Overview
A common problem when starting a new project is getting fixtures in place to facilitate testing of reporting functionality and refining data models. To ease this, I've created a PDI job that creates the dimension tables, and populates a fact table.
My inspiration is from a variety of sources (for example the CDG project from Webdetails).
Here is the job that controls everything. It doesn't do anything special except link the transformations to each other.
Next up, the dimension data generator transformation.
This transformation creates a template JSON document which is parsed and used in other steps, as well as defines the size of the date dimension and the start date. Here is the step by step breakdown.
To start, we generate a dummy row to kick off the transformation.
The following step is where all the dimensions are defined (might need to zoom this image a bit to see the text).
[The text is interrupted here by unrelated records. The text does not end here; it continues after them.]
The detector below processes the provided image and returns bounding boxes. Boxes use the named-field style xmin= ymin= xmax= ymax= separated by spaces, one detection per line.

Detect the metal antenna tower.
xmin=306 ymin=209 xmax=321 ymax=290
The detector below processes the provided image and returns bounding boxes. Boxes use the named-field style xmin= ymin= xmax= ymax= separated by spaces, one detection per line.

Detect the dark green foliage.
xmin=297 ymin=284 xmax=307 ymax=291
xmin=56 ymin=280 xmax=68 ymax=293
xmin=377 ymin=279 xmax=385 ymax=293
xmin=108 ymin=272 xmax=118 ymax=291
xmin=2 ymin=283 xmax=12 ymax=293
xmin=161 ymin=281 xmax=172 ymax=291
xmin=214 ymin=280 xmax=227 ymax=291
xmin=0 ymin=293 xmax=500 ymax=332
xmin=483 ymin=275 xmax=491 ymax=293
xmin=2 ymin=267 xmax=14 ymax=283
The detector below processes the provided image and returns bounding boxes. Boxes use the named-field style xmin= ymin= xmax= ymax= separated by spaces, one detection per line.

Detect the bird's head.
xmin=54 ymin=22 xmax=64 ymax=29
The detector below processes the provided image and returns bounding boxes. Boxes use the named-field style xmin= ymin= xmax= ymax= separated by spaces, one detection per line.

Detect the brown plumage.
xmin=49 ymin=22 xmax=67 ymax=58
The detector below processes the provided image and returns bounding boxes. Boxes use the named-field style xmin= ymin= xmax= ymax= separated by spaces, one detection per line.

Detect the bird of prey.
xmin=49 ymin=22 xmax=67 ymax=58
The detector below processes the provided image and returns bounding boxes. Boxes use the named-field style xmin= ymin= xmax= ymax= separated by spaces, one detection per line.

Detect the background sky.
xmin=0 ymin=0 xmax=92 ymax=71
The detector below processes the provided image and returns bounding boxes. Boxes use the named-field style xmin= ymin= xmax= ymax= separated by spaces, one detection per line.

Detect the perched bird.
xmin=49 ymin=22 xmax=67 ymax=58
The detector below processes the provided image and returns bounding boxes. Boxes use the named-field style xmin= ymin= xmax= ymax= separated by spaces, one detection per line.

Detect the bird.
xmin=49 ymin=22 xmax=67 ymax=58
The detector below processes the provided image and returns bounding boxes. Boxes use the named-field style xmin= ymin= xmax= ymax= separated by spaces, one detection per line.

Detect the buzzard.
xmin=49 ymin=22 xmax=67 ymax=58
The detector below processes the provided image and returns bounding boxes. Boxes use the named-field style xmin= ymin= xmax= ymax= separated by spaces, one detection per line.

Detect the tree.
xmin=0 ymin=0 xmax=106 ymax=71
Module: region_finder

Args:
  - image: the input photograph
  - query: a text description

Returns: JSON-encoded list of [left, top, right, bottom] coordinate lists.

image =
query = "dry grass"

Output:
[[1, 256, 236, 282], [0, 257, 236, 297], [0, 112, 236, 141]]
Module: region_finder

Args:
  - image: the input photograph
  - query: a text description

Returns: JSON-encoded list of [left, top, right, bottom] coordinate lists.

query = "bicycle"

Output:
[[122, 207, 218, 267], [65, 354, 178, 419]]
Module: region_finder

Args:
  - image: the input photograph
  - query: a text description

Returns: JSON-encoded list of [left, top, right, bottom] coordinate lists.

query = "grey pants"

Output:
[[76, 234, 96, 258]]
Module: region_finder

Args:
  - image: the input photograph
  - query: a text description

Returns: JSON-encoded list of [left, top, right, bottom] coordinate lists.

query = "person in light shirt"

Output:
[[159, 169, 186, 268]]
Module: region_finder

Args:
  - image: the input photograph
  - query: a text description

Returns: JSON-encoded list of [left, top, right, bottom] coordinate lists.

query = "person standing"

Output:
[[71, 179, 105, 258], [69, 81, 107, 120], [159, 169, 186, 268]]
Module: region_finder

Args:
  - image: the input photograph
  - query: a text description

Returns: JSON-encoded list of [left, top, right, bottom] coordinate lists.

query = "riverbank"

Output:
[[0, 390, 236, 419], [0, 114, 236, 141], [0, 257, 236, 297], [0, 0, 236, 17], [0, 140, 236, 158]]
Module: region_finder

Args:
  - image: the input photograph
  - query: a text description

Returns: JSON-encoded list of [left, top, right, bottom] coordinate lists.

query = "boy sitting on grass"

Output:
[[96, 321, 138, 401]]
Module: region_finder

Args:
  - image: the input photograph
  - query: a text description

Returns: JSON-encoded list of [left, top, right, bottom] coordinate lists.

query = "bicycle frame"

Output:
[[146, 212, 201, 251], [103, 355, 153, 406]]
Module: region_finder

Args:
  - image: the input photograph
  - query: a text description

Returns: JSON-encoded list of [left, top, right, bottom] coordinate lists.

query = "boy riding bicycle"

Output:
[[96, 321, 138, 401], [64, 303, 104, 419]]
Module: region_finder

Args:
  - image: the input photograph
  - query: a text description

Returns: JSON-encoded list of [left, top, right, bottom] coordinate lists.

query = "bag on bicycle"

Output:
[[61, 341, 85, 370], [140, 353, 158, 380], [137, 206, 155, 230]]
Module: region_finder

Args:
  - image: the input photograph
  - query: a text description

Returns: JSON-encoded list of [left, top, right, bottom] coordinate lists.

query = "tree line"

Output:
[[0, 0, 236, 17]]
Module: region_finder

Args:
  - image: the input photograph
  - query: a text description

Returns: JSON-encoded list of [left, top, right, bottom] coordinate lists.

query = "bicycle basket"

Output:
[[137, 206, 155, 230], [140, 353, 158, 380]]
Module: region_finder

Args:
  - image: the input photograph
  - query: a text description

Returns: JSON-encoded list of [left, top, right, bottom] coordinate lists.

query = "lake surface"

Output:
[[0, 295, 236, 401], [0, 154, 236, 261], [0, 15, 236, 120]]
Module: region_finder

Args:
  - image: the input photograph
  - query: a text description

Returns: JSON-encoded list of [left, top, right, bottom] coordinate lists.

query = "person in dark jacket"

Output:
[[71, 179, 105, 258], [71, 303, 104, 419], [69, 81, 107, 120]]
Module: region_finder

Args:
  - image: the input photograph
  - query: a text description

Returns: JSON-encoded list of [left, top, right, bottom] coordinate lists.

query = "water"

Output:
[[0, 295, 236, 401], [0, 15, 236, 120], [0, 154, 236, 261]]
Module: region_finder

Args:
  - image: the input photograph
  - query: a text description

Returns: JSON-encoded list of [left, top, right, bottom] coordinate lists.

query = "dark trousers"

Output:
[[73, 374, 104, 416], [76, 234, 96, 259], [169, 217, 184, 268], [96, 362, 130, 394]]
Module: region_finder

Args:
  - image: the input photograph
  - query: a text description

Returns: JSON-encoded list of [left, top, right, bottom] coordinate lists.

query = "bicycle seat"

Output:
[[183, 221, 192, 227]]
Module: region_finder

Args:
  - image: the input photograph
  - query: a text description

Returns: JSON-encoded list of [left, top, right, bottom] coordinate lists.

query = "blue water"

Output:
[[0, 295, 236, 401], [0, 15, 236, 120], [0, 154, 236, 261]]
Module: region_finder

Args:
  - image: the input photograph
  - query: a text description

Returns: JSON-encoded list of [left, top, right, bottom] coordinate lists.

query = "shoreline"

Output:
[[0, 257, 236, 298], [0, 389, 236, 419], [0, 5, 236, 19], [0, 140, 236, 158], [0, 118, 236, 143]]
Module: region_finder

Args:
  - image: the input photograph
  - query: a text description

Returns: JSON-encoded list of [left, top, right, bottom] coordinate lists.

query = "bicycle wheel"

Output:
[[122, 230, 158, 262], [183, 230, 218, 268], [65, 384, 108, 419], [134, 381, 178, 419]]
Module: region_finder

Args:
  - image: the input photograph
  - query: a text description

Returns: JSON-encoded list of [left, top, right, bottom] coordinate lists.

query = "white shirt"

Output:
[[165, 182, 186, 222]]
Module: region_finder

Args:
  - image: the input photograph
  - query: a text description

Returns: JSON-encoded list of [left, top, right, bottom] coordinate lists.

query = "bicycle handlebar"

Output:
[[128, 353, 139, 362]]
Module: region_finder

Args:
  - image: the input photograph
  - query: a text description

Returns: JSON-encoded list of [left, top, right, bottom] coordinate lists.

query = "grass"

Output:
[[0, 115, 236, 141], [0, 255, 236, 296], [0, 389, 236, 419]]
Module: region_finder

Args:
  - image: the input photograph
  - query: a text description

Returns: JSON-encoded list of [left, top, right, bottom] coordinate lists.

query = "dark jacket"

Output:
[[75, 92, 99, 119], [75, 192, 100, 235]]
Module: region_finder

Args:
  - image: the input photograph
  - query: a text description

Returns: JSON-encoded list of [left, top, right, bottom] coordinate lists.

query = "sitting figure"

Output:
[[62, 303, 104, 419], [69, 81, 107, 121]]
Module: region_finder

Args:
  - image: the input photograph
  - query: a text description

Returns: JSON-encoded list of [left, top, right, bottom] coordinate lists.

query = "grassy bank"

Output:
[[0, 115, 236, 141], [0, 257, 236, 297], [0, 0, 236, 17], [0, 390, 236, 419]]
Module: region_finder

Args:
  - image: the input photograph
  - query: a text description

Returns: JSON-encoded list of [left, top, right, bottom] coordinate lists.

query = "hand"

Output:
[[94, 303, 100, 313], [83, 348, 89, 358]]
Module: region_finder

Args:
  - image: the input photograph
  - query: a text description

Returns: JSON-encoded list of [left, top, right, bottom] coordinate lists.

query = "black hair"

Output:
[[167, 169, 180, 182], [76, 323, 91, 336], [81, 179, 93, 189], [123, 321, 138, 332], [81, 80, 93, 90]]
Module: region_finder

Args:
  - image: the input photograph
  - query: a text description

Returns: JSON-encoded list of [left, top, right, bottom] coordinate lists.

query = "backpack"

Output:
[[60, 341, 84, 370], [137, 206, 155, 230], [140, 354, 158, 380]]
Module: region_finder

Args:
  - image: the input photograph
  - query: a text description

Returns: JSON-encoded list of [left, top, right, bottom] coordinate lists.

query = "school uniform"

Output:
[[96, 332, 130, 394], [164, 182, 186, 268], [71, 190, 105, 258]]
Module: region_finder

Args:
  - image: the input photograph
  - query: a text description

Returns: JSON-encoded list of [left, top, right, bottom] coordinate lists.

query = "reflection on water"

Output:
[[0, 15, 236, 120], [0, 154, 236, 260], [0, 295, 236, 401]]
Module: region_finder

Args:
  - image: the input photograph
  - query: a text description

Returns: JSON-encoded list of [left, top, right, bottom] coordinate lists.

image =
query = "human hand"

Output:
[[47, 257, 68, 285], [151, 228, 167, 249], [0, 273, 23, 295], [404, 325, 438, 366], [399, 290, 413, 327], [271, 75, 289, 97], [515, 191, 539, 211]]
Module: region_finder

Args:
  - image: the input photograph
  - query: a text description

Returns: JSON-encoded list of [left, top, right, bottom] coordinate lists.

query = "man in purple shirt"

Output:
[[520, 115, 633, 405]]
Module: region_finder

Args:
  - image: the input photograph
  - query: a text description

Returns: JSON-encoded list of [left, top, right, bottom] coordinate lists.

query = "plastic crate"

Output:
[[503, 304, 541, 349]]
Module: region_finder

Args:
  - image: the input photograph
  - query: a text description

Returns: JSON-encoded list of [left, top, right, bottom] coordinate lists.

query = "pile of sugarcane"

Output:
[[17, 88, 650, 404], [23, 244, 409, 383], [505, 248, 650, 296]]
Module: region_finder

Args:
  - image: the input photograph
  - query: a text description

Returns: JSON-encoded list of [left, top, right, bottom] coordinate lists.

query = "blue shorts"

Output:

We're defining a JSON structure in here that contains all the data we'll need later on for both populating the fact table as well as creating the dimensions.
Once the data is serialized, the remaining steps configures the start date and number of days, then passes this information along to the next transformation.
Next up, we've got the dimension populator transformation.
Grab the input rows from previous transformation.
Here is what the dimension generator looks like. As you can see, there's one of these steps for each dimension. In the example I've posted, I'm creating a dimension that contains a hierarchy with several levels.
Then we save the dimension data to the database
For the date and time dimensions, we do things slightly differently. To generate all the dates in the range requested, we kick off a javascript step that generates empty rows, one for each day requested.
We create a sequence, which is going to be our technical key later on. It represents the number of days since the first day generated.
We next do some date math to enrich our working set a bit. In my date dimension, I'm actually not using all of these, but it's handy to have them around.
Finally we output to the dimension table.
Similarly for time, we generate one row for each hour of the day.
And save it to the dimension table.
Finally, we have the transformation to populate the fact table.
Grab the input rows from the previous transformation.
Generate a series of days in the range requested.
Create a sequence.
Do some date math.
Metadata cleanups
Generate row data for each dimension. So I've chosen to generate data for every hour of every day in the requested date range as well as for one of the dimensions (banner in this case).
Here's the second (start) javascript script on that step.
Closing thoughts
The above approach obviously requires a bit of copy pasta and customization to get it working for a particular use case.
I would have liked to completely automate the creation of dimensions and data generation based on the json schema, but
that requires to add extra information in the JSON structure (to model the hierarchies and levels). In a similar vein,
it would have been nice to abstract away the data generation to make it plug and pray with no customizations, but I don't
know if the javascript API exposes the necessary PDI hooks to do everything, and I'm too lazy to write this in Java.